エリア分析は、基本的にメーカーやアイテムのエリア状況だけでなく、カテゴリー計と比較して、そのギャップを見つけることがポイントです。

 

エリアの県構成はデータにより異なり、自社の営業エリアの県構成と違うことがありますので、注意してください。

 

 

前年からの伸び率は、すべてのエリアでプラスとなっていますが、カテゴリー計では九州や北海道が高く、首都圏や東海、近畿の伸び率は相対的に小さくなっています。

 

カテゴリーのエリア別状況と自社のエリア別状況を比較し、自社として強化していくべきエリアはどこなのかなどを検討していくことがエリア別分析では大切です。今回の例では、メーカーAはカテゴリー計の伸び率よりすべてのエリアで伸び率が高くなっていますが、あえて挙げるのであれば、北関東はカテゴリー計の伸び率とほぼ同じなので、強化の余地がありそうですね。

 

ここまで、様々なPOSデータ分析を紹介してきましたが、いかがだったでしょうか。

 

 

次回からは、中級編として、いくつかのデータ指標を紹介していきます。

 

 

データ出典:KSP-POS

分析講座 第13回 市場POSデータ分析:初級⑫

今回は、週次のトレンド分析について、前回とは違ったアウトプットを紹介していきます。

 

2022年に入っても新型コロナウイルスは終息していませんが、それに加えてロシアのウクライナ侵攻も影響し、原価高騰などにより多くの商品が値上げされています。

 

 

以下は、2022年3月から値上げされた商品の状況です。

 

 

2022年のように、ほとんどの商品が値上げされる状況では、値上げの影響で棚からカットされる可能性は低いため、見るべき指標を絞り込んだほうが、アウトプットは分かりやすくなります。

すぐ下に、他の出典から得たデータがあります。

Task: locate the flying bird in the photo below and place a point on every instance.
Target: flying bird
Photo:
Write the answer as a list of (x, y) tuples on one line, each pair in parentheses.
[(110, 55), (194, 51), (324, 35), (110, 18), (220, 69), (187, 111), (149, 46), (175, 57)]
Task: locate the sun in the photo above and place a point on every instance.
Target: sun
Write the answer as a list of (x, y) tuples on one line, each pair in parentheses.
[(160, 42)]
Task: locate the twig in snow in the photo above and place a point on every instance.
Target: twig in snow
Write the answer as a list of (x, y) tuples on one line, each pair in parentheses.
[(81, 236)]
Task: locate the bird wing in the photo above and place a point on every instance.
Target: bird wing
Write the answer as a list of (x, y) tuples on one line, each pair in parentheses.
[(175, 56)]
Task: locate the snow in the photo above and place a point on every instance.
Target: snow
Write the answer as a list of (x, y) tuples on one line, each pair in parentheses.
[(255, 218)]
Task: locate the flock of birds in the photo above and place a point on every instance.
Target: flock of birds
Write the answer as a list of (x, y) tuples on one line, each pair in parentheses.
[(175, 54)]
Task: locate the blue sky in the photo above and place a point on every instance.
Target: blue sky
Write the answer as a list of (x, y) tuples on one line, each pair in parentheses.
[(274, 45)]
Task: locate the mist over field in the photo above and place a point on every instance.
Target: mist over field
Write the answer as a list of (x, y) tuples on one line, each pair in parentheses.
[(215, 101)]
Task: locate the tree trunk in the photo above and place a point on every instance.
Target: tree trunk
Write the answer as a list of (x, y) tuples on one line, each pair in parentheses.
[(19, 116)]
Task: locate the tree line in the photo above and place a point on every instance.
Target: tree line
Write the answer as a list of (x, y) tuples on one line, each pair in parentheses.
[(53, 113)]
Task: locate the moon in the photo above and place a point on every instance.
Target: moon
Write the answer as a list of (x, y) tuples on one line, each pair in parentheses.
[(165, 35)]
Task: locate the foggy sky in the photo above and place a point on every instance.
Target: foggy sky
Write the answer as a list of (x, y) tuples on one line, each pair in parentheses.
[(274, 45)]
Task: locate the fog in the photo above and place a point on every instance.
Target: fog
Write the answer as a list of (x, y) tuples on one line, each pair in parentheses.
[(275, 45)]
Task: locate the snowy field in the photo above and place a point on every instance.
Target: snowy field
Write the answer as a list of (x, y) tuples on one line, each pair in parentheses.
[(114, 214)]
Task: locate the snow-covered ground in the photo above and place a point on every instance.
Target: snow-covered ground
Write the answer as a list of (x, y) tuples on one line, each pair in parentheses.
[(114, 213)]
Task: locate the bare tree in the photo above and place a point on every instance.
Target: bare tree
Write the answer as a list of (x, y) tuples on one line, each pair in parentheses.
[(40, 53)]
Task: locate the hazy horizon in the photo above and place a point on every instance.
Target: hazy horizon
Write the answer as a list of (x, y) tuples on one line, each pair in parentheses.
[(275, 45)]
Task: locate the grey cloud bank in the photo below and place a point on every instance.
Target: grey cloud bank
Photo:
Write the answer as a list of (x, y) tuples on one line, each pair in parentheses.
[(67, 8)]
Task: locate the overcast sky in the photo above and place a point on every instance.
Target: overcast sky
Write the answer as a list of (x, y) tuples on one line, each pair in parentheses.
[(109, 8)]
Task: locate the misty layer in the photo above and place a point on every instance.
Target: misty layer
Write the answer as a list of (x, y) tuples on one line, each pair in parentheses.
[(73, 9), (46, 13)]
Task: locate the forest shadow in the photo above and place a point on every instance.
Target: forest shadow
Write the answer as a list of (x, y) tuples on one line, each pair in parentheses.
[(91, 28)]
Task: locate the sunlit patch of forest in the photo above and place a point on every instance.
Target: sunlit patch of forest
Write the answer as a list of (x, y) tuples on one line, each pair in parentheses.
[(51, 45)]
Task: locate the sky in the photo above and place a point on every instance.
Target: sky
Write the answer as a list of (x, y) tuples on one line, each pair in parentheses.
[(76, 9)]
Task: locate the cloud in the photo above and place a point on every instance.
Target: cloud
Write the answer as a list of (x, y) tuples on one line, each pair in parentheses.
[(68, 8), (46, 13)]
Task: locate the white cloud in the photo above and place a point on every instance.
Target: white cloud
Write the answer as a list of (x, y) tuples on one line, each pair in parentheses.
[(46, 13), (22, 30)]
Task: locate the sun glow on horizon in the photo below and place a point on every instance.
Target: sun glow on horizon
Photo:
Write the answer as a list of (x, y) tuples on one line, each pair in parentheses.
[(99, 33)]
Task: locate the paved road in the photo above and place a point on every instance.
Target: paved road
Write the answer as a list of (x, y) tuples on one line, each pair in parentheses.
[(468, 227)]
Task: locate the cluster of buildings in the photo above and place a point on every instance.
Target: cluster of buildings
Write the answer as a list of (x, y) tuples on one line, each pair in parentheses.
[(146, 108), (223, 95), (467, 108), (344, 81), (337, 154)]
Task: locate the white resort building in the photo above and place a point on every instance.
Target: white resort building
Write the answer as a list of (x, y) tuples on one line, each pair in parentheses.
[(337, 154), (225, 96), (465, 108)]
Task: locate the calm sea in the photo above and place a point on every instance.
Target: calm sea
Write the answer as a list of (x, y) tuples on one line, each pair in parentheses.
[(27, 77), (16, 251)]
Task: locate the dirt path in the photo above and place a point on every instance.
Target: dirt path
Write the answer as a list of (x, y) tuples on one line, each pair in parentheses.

上記の商品は、3月からの値上げを発表していましたが、3月初週から徐々に平均価格が上がっていき、4月下旬にほとんどの店舗で価格改定が完了した様子がうかがえます。平均価格が上がっていく中でも、1店舗あたりの販売数量は同水準で推移しており、値上げによる販売減は起こっていません。少なくてもこの時点では、値上げによる販売への影響は見られないと言うことができるのではないでしょうか。

 

月次や週次でデータを見るとデータ量がどうしても多くなり、見る側からするとどこを見てよいのかわかりづらくなりますので、指標を絞り込んで、ポイントを見やすくする工夫も大切です。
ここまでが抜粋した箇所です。